Murder Most Foul è dedicata all'assassinio del presidente John Fitzgerald Kennedy


3' di lettura

Ha sorpreso tutti, come al solito, con uno stringato annuncio sul sito ufficiale e sugli account Twitter, Facebook e Instagram: ecco «una canzone inedita registrata un po' di tempo fa» (probabilmente durante le sessioni di Tempest, 2012), che i sostenitori potrebbero trovare «interessante». «State al sicuro — prosegue il messaggio —, rispettate le norme e che Dio sia con voi».

Bob Dylan, premio Nobel per la letteratura nel 2016, ritorna dopo otto anni con un pezzo scritto di suo pugno, pubblicato via Internet: una broadside ballad rapsodica e sterminata (oltre 17 minuti, la più lunga della sua carriera). È dedicata all'assassinio di John Fitzgerald Kennedy, avvenuto a Dallas il 22 novembre del '63, con un titolo più che eloquente: Murder Most Foul, citazione shakespeariana dall'Amleto — atto primo, scena quinta: il fantasma del padre che racconta la sua morte —, ossia «il delitto più efferato» (la traduzione qui riportata di alcuni stralci del testo è di Alessandro Carrera).
Ma Murder Most Foul, che supera le epopee di Sad Eyed Lady of the Lowlands e Highlands, non è solo questo: è anche sequela di echi dalla letteratura, dalla musica e dal cinema, joyciano stream of consciousness, attraversamento culturale degli anni Sessanta e dell'intero Novecento, mistica e salmodia del juke-box, una sorta di religione della popular song americana.
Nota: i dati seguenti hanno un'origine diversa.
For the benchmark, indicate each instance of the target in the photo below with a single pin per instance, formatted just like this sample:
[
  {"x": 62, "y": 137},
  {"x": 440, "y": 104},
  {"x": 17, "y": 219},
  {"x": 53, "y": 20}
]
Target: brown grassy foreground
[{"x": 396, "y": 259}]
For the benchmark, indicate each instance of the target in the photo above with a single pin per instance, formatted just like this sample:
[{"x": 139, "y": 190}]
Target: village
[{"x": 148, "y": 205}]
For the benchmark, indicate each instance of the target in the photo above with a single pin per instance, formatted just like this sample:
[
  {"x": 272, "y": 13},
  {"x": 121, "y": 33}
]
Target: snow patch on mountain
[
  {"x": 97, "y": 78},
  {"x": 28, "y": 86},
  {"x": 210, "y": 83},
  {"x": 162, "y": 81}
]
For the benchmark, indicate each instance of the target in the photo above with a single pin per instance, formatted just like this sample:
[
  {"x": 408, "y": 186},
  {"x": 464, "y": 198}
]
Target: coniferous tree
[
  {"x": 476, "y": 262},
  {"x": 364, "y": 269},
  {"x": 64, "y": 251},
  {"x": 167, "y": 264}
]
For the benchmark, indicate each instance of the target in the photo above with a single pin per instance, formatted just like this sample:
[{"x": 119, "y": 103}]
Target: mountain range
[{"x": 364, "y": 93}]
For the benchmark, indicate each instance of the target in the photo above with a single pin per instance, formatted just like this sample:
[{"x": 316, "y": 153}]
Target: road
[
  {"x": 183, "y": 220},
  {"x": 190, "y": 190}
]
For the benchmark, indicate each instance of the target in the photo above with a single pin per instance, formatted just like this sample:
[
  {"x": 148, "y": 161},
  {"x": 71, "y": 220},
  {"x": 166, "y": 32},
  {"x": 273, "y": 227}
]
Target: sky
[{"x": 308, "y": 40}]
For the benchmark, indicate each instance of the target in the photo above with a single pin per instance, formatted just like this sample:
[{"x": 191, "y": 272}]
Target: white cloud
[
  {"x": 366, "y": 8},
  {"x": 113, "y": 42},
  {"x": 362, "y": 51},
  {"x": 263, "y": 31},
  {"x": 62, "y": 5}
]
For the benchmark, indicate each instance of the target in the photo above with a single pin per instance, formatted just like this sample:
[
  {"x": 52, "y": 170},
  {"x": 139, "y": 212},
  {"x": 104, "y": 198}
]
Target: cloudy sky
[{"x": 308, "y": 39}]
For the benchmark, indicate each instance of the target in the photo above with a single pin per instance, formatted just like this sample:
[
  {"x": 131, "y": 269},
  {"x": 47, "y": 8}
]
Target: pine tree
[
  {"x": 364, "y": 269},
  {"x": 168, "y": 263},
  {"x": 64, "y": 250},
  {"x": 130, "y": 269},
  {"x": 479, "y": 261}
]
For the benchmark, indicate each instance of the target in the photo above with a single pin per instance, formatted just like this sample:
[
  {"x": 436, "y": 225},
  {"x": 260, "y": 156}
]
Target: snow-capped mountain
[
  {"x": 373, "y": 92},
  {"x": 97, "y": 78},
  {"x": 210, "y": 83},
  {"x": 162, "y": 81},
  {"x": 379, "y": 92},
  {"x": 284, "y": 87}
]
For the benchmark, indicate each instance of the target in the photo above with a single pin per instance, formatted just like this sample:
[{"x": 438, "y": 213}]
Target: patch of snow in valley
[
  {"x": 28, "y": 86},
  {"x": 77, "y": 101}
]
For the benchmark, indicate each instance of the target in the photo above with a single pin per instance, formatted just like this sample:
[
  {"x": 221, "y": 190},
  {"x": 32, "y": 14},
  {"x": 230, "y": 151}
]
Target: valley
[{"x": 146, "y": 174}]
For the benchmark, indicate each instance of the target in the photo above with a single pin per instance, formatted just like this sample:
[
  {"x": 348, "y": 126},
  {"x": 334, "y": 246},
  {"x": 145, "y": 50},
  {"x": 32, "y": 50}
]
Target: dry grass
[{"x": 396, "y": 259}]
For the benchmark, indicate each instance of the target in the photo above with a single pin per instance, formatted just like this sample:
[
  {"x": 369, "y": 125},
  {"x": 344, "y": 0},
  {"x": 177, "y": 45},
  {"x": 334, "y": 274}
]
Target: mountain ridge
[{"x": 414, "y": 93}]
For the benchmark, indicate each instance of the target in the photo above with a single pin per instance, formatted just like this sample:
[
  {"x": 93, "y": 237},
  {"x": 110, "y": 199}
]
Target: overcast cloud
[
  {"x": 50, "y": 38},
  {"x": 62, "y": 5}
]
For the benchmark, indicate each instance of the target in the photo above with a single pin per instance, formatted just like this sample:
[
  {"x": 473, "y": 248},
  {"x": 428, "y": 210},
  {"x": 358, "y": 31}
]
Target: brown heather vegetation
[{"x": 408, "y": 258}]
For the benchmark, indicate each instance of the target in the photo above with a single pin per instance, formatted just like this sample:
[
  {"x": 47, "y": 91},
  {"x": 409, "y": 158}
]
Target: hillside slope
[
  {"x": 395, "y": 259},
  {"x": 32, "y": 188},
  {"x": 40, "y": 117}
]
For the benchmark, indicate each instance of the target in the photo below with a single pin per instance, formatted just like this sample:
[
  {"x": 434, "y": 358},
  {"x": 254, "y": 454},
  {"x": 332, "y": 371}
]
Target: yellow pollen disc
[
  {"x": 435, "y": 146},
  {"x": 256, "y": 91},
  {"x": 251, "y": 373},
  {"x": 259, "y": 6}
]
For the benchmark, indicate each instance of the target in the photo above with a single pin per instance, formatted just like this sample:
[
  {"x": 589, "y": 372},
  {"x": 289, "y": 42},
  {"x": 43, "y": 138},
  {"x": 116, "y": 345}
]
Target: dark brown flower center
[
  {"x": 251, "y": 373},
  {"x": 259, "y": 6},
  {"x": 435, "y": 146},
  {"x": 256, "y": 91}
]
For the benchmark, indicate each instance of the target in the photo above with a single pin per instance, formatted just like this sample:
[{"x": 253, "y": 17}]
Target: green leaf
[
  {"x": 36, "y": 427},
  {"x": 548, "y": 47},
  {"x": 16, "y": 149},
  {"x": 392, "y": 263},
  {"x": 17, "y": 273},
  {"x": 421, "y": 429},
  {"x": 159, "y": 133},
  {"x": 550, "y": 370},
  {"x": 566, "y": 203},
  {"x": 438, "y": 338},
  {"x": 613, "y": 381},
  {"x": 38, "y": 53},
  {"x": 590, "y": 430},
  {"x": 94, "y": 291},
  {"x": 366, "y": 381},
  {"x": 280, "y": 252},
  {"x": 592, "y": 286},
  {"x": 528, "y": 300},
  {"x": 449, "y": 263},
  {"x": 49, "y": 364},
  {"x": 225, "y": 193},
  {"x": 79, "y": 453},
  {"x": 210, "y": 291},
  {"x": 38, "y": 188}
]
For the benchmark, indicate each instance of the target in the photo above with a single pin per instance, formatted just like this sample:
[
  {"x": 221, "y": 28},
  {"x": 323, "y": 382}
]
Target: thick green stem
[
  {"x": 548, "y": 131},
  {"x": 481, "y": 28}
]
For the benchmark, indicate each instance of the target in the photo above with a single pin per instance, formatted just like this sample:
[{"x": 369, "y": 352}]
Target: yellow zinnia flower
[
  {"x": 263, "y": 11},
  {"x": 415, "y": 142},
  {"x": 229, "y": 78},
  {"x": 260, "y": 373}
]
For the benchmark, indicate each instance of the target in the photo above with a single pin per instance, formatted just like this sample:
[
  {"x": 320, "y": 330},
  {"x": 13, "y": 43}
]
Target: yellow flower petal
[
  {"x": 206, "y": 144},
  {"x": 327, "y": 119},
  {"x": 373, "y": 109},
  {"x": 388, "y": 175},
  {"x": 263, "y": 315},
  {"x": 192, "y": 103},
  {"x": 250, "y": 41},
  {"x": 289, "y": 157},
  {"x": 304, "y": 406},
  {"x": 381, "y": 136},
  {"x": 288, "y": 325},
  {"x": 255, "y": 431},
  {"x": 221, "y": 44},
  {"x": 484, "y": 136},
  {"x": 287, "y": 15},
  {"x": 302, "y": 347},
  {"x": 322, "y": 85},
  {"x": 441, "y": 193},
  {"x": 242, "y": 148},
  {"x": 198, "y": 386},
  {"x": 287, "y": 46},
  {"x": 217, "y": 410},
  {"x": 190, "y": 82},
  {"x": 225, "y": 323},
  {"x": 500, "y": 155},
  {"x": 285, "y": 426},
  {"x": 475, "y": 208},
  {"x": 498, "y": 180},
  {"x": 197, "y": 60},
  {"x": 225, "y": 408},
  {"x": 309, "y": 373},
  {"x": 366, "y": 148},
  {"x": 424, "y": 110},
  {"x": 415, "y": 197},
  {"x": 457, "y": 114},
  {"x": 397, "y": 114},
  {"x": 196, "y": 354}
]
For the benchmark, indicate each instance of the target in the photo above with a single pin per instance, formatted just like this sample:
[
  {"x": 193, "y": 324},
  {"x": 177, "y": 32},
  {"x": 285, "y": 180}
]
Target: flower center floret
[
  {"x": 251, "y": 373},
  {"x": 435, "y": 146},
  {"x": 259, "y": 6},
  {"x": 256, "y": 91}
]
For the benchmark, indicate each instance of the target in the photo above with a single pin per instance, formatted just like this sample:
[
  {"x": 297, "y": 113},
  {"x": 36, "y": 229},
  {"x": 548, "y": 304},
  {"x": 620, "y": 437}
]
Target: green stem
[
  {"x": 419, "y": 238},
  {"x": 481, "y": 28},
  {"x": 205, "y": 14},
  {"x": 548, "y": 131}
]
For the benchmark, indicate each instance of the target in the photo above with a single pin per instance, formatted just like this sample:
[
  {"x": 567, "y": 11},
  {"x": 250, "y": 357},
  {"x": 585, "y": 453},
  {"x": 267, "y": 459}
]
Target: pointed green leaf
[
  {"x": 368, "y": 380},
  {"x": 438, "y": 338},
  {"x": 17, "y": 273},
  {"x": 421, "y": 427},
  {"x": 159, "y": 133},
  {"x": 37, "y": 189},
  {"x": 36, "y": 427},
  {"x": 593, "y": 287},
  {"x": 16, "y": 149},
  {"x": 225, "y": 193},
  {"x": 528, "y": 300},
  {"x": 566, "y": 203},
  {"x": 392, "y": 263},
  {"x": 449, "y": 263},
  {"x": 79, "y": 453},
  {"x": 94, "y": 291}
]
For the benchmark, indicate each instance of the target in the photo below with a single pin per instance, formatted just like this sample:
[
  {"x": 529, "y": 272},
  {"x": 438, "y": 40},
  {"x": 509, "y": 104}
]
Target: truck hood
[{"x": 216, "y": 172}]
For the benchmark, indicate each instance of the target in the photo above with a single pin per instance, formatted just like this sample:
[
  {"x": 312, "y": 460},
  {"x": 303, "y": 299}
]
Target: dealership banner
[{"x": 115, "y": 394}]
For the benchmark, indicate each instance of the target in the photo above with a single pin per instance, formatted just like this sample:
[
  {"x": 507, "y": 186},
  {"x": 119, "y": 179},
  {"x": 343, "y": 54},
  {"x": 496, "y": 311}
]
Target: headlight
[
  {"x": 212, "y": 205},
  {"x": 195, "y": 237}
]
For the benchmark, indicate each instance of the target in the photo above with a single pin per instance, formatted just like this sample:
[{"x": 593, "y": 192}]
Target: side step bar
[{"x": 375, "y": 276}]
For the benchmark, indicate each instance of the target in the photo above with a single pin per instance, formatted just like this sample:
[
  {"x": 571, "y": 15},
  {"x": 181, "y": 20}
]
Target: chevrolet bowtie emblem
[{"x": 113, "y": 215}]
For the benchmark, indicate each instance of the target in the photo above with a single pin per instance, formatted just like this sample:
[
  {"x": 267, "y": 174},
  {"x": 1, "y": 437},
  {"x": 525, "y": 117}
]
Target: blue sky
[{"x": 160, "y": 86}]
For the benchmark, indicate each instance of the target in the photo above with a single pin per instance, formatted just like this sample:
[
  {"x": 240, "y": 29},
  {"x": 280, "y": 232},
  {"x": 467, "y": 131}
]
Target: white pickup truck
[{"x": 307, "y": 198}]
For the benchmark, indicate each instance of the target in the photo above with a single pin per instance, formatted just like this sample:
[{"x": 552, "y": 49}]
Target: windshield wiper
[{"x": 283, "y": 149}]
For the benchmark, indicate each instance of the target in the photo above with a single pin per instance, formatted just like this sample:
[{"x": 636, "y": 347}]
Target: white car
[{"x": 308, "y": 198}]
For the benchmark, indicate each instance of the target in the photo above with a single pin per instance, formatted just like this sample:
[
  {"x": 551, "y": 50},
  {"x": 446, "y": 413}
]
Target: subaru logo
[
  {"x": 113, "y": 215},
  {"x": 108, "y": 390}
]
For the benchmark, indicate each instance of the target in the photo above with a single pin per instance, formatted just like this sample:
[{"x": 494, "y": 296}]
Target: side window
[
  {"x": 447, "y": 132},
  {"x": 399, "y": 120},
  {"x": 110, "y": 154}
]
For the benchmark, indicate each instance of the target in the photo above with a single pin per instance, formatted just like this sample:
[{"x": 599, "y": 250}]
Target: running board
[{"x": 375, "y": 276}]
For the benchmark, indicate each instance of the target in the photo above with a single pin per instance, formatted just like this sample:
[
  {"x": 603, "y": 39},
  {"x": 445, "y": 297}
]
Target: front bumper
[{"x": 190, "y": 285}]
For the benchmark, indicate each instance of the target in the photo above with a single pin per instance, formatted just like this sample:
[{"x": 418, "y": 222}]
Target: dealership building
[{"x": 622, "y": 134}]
Come ha scritto recentemente Nick Cave, «Dylan gira attorno all'incidente in modo vertiginoso e stila una lista di cose amate — per lo più musica — per guardare dritto nelle tenebre e liberarsene». In un arrangiamento soffuso di pianoforte, contrabbasso, viola, batteria e una voce aspra e nasale — analoga atmosfera di Not Dark Yet e, per certi versi, di Workingman's Blues —, il vate di Duluth ripercorre il dark day dell'omicidio con un fraseggio biblico («condotto al macello come un agnello da sacrificio», si può notare il riferimento a Isaia 53,7) e con un'intensità narrativa scopertamente diretta al bersaglio e comunque maliosa, ironica, vezzeggiante, che fa da pendant al ruolo di furbo incantatore e creatore di miti («Il giorno che al re fecero saltare le cervella/ migliaia guardavano, nessuno vide niente,/ avvenne così in fretta, così in fretta di sorpresa,/ proprio lì davanti agli occhi di ciascuno,/ la più grande magia mai compiuta sotto il sole,/ perfetta esecuzione, un tocco da maestro»).
Compaiono i Beatles, Woodstock, l'Era dell'Acquario, l'Età dell'Anticristo, inserzioni evangeliche («faith, hope, and charity», «what is the truth?»), forse anche Suze Rotolo, la prima fidanzata di Dylan presente nella celebre copertina di The Freewheelin' («Svegliati piccola Suzie, andiamo a fare un giro,/ oltre il Trinity River, teniamo gli occhi aperti»). Il secondo, fondamentale album fu pubblicato proprio nel '63: Dylan torna à rebours nel cuore pulsante di quei mesi che lo vedevano affermarsi sulla scena musicale newyorkese, richiamando persino lo stile particolare della beat poetry con le martellanti (ed estenuanti) iterazioni anaforiche di Allen Ginsberg.
A circa metà del brano, quando ormai «l'anima della nazione è stata lacerata» e «siamo a trentasei ore dopo il giorno del giudizio», incomincia l'invocazione a Wolfman Jack (il disc jokey Robert Weston Smith) affinché attraverso l'elenco — a carattere eminentemente litanico — delle canzoni desiderate avvenga una sorta di salvazione per il cantautore stesso e per l'America. Una via di scampo al massacro. In questo difficile momento è indicata così una possibile strada. «Metti su una canzone, Mr. Wolfman Jack/ suonala per me nella mia lunga Cadillac». E, come numi tutelari di un pantheon e di una tradizione in cui è ancora possibile riconoscersi e provare estasi, in un affilato racconto à la Borges, sfilano Etta James, Charlie Parker, Elvis Presley, Ella Fitzgerald, Miles Davis, Billy Joel, John Lee Hooker, ma anche i Santa Esmeralda e i Queen con Another Ones Bites Dust: un immenso canto funebre per Kennedy. E soprattutto una playlist personale che aumenta le nostre conoscenze sul background artistico di Dylan e ci lascia osservare di nuovo i suoi fluidi e walseriani capogiri uditivi, «sangue in un orecchio», «altare del sole nascente».